A recent case that the Supreme Court is now considering taking up actually involves speech that took place outside the schoolhouse gate. Court watchers are calling it the "Bong Hits 4 Jesus" case. Here's some commentary on the case from the Student Press Law Center.
It all started when a high school student in Alaska posted a large banner that said "Bong Hits 4 Jesus." It was off school property but visible by classmates and teachers who gathered outside for a school-sponsored event celebrating the Olympics. The general rule is that schools can censor student speech if it's part of a school-sponsored event (like the student newspaper) or disruptive to the educational mission. Schools can also censor speech that is vulgar, lewd or obscene.

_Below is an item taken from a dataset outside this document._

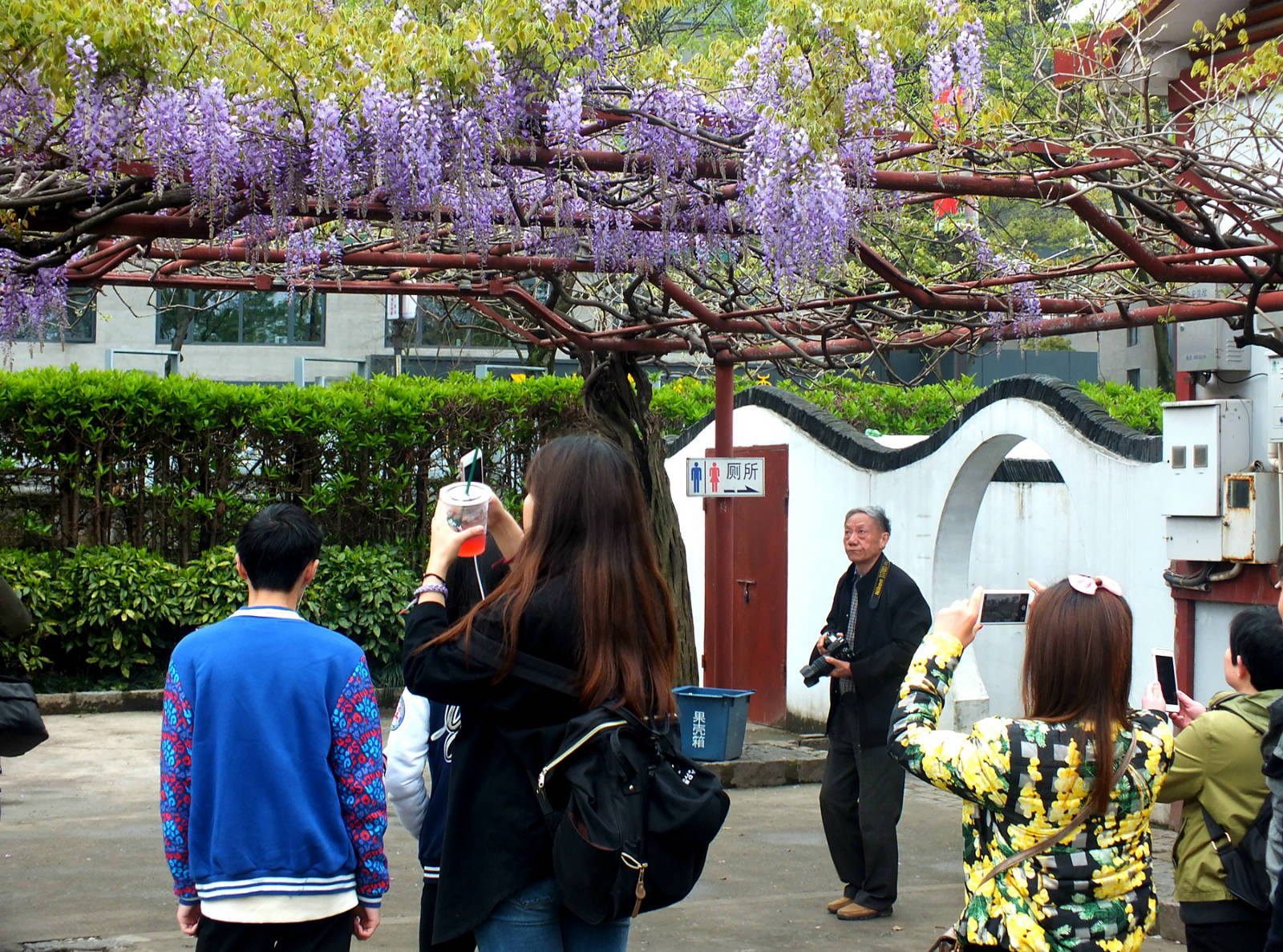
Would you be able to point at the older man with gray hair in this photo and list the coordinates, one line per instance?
(882, 618)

While the Bong Hits 4 Jesus banner probably drew guffaws and distracted the students from paying homage to the Olympics, the court said that the school could not censor it. Since the banner was kind of satirical and nonsensical and, at worst, made fun of the school's anti-drug policy, it was legal.

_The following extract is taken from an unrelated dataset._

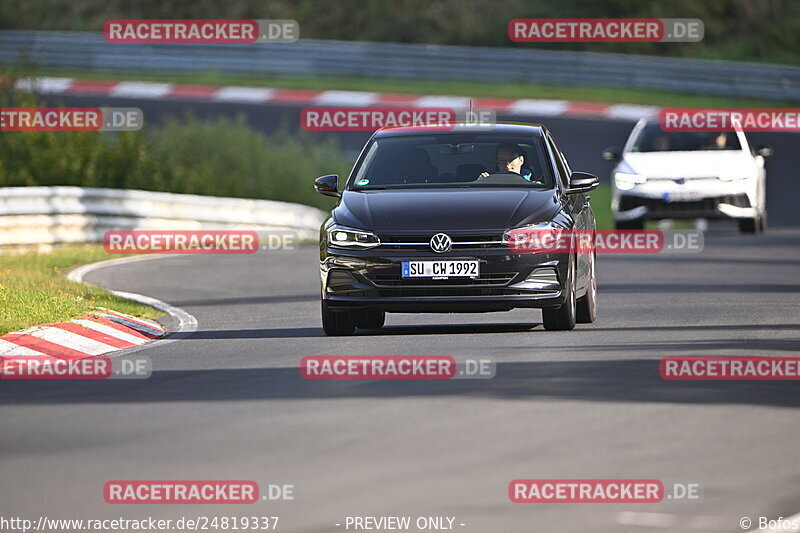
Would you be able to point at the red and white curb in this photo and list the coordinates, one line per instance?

Even smart asses have First Amendment rights. That includes the Bong Hits kid. Since his banner was not on school property and was not vulgar or obscene, I am not sure why the Supreme Court has been sitting on the application to hear the case for so long. This means that someone on the Court wants to hear the case but that there is also opposition on the Court to taking the case.

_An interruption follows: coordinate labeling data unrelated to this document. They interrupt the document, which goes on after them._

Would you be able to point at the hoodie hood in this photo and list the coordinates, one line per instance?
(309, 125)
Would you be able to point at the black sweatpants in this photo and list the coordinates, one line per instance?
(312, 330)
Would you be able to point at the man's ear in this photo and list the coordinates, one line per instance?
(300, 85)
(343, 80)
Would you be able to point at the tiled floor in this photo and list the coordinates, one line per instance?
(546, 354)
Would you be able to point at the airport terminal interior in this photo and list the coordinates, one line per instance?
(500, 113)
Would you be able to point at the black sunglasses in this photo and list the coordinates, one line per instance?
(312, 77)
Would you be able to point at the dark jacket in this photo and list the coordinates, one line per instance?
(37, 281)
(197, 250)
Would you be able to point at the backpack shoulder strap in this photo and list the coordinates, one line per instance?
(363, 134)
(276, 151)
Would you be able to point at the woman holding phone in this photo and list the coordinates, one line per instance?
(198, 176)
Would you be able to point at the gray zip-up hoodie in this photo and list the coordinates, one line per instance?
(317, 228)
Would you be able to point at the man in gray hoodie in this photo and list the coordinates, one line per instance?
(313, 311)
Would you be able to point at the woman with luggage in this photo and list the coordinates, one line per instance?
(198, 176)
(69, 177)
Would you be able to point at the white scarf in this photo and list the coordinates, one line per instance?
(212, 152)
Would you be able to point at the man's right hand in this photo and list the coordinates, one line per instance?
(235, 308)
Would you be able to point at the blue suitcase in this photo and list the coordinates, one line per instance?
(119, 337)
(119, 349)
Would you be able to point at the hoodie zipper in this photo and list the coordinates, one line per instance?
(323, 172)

Is there a way for the Supreme Court to rule against the student? Since the student's right to post the banner seems clear, the only way the Court can do that is by modifying the law governing students' rights. This has happened before. In the area of First Amendment rights for public employees who blow the whistle on government misconduct, the Supreme Court regularly takes up a case that allows the Court to scale back these rights and to make it easier for public employers to discipline whistle-blowers and others who speak out on the job. These cases are premised on an authoritarian principle: public offices need leeway to maintain an efficient workplace, even if the public employee's speech is extremely important.
According to the Boston Globe, the school district wants the Supreme Court to intervene because the banner made reference to drugs. "Superintendent Peggy Cowan said clarification is needed on the rights of administrators when it comes to disciplinary action of students who break the district's drug message policy. 'The district's decision to move forward is not disrespectful to the First Amendment or the rights of students,' she said. 'This is an important question about how the First Amendment applies to pro-drug messages in an educational setting.'"
One of the casualties of the war on drugs has been the Constitution. Unreasonable searches and seizures by the police are permitted in the interests of finding drugs, and courts have made all kinds of exceptions to general legal principles in order to fight drug use. Indeed, the legal papers submitted to the Supreme Court says that the law needs to be clarified in the area of drug-related speech by students. These papers were written by Ken Starr, the special prosecutor who published a soft-core pornographic account of President Clinton in 1998 in an effort to get him impeached. Now Starr is attempting to sully the Constitution by scaling back First Amendment rights for the very students who are taught every day that we live in a free country.